Da un lato, Garrone ha avuto la capacità di mostrare quella che è la vera tragedia del viaggio: il deserto, gli orrori dei campi di detenzione in Libia e i pericoli del mare. 

D’altro canto, come il giornalista Lorenzo Guadagnucci ha ben analizzato, “Io capitano” non colpisce a fondo. 

La sua mancanza di spessore politico, concretizzata nella visione dell’Italia come “terra promessa”, lo trasforma nell’ennesimo film pregnante di white saviour complex. Nell’omettere che la responsabilità di queste odissee è proprio dell’Occidente, non fa altro che riproporre la retorica politico-mediatica ricorrente.

Tuttavia, non tutta la produzione cinematografica ricalca passivamente i modelli giornalistici. 

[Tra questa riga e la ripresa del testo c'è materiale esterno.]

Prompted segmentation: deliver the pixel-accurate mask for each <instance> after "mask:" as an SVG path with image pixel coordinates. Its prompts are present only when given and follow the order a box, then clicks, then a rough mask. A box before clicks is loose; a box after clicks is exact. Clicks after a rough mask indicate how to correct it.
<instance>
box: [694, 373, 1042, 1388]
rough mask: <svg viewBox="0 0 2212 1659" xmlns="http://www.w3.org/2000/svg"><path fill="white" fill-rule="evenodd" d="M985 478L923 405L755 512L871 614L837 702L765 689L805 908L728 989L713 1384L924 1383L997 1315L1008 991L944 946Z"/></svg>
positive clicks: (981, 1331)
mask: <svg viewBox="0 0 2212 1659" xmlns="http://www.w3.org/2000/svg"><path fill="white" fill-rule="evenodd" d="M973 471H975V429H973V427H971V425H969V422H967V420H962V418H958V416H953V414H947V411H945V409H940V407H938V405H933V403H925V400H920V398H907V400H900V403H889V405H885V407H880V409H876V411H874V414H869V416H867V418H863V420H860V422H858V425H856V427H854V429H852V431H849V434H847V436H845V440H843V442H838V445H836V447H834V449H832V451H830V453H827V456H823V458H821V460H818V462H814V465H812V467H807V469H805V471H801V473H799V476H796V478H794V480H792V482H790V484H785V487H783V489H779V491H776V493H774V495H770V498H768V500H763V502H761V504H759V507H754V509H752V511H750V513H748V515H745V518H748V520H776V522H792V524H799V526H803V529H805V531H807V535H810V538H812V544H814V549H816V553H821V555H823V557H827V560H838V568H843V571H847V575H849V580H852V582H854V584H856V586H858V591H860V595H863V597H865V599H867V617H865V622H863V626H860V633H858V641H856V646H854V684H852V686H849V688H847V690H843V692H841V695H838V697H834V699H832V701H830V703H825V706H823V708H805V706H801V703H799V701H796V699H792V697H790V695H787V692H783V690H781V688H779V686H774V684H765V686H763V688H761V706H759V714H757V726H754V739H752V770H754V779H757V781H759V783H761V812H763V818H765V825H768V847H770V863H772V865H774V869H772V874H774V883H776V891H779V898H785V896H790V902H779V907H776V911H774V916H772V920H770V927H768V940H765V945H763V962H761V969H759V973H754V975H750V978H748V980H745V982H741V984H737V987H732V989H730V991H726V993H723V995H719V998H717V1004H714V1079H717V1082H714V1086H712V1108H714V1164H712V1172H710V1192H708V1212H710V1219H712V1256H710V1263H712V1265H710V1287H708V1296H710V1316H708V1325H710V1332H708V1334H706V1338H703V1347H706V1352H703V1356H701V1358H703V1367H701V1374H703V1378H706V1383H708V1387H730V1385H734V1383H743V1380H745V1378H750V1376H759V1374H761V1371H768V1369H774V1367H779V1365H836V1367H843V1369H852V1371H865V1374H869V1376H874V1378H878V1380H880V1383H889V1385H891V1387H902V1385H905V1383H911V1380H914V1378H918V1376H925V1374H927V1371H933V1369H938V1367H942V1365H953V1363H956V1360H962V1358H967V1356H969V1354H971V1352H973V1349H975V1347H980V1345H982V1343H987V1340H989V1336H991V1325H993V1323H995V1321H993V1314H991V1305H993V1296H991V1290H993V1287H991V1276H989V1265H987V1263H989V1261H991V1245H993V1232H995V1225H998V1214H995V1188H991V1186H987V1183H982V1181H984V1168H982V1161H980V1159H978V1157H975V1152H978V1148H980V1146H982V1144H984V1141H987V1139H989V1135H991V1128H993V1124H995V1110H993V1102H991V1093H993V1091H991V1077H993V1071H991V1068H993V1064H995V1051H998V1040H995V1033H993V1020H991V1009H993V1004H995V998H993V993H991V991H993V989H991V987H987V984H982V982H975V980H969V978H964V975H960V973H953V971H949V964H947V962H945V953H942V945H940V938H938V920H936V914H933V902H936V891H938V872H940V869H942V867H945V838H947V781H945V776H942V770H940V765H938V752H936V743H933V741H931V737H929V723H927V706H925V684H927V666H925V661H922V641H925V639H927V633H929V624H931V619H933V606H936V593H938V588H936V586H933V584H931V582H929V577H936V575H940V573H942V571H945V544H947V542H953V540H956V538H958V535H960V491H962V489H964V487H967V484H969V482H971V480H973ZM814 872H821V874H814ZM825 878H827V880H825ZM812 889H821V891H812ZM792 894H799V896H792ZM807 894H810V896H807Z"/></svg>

Alcuni registi cercano di sfidare le narrative dominanti e offrire una prospettiva alternativa sulle migrazioni. Un esempio calzante è il lungometraggio “Mediterranea” di Jonas Carpignano, che segue il viaggio dei giovani Ayiva e Abas dal Burkina Faso all’Italia. 

La storia, in questo caso, mette in luce la loro grande complessità in quanto esseri umani, attraverso un occhio autentico ed empatico, piuttosto che trattarli come semplici vittime o numeri in una crisi. 

È chiaro come questa narrazione sia in netto contrasto con quella proposta dai media, ed è un ottimo esempio di come il cinema possa riportare una visione più profonda di quella mass mediatica.

Per spezzare questo tipo di narrativa, è importante dare alle persone migranti uno spazio in cui autodeterminarsi e raccontarsi, cercando di offrire una prospettiva più durevole e approfondita delle migrazioni in un’epoca in cui le notizie sono sempre più momentanee e veloci.

Quindi, se da un lato, le news offrono spunti e storie che il cinema rielabora all’interno delle stesse cornici narrative, esso ha anche la capacità di sfidare queste narrazioni, proponendo visioni più articolate e umanizzanti del fenomeno migratorio. 

Mentre il giornalismo si concentra sull’immediatezza e l’emergenza, il cinema ha la possibilità di narrare storie di migrazione che vanno oltre la superficie, creando così uno spazio per la riflessione critica su un fenomeno tanto complesso.